Benevento, e se l'attaccante fosse Pavoletti?

L'idea potrebbe avere uno sviluppo concreto nei prossimi giorni

benevento e se l attaccante fosse pavoletti
Benevento.  

(f.s.) L'idea è suggestiva e per niente peregrina. Il Benevento si è accorto, dopo l'affare Ionita, di avere un ottimo rapporto col Cagliari. E allora perchè non provare a proporre un nuovo affare? Il Cagliari ha un attaccante che era stato nel mirino dei giallorossi un paio di stagioni fa, Leonardo Pavoletti. Quando la voce suggestionò i tifosi sanniti, il “Pavoloso” era di proprietà del Napoli, che lo aveva acquistato dal Genoa per 18 milioni di euro. De Laurentiis se ne voleva liberare, ma per una somma non inferiore ai dieci milioni. Vigorito ci aveva fatto un pensierino, che tale rimase, perchè Pavoletti andò al Cagliari, che spese per la prima volta nella storia una cifra così ingente. 

Pavoletti ha buttato via un anno tondo, 11 mesi per essere precisi, per via di un doppio incredibile infortunio. Prima storia quella del 25 agosto dell'anno scorso: si giocava Cagliari-Brescia, esordio in campionato e a Leonardo si rompe il legamento crociato. Solito calvario, ma la guarigione va via bene fino a che il 10 febbraio, ormai sulla via della guarigione, va a cena con la squadra e scivola accidentalmente, lesionandosi lo stesso legamento infortunato. Una sfortuna incredibile e la stagione ampiamente compromessa.
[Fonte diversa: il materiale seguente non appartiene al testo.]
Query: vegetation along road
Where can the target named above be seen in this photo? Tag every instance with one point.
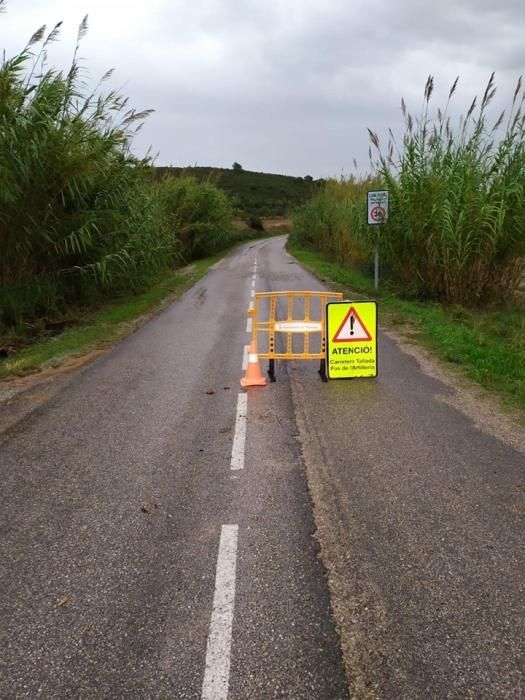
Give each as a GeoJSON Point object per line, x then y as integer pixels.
{"type": "Point", "coordinates": [165, 534]}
Se non fosse per il Covid che consente di poter allungare i tempi per la possibile nuova guarigione. Così a 11 mesi esatti da quel primo infortunio, Zenga lo convoca per la partita interna contro la Juve dello stesso campionato in cui ha subito il primo infortunio. Contro i bianconeri rimane in panchina, ma il ghiaccio ormai è rotto e la settimana dopo finalmente torna in campo, anche se solo per un minuto a San Siro contro il Milan subentrando a Simeone al 90'. Scrive sul suo profilo Instagram: “Ho imparato ad accettare e rispettare i momenti più bui perchè sono proprio essi a renderti i giorni felici ancora più magici”.

Pavoletti è un bomber di razza, ma da ricostruire. Il Benevento ci ha fatto un pensiero, potrebbe essere un affare per entrambi: per il giocatore che potrebbe contare su una guida esperta per gli attaccanti come Pippo Inzaghi e per lo stesso Benevento che potrebbe ritrovarsi in rosa un giocatore di grandissima caratura a costi sensibilmente ridotti. Se son rose fioriranno, chissà che il “matrimonio” saltato qualche anno fa non si celebri proprio quest'anno.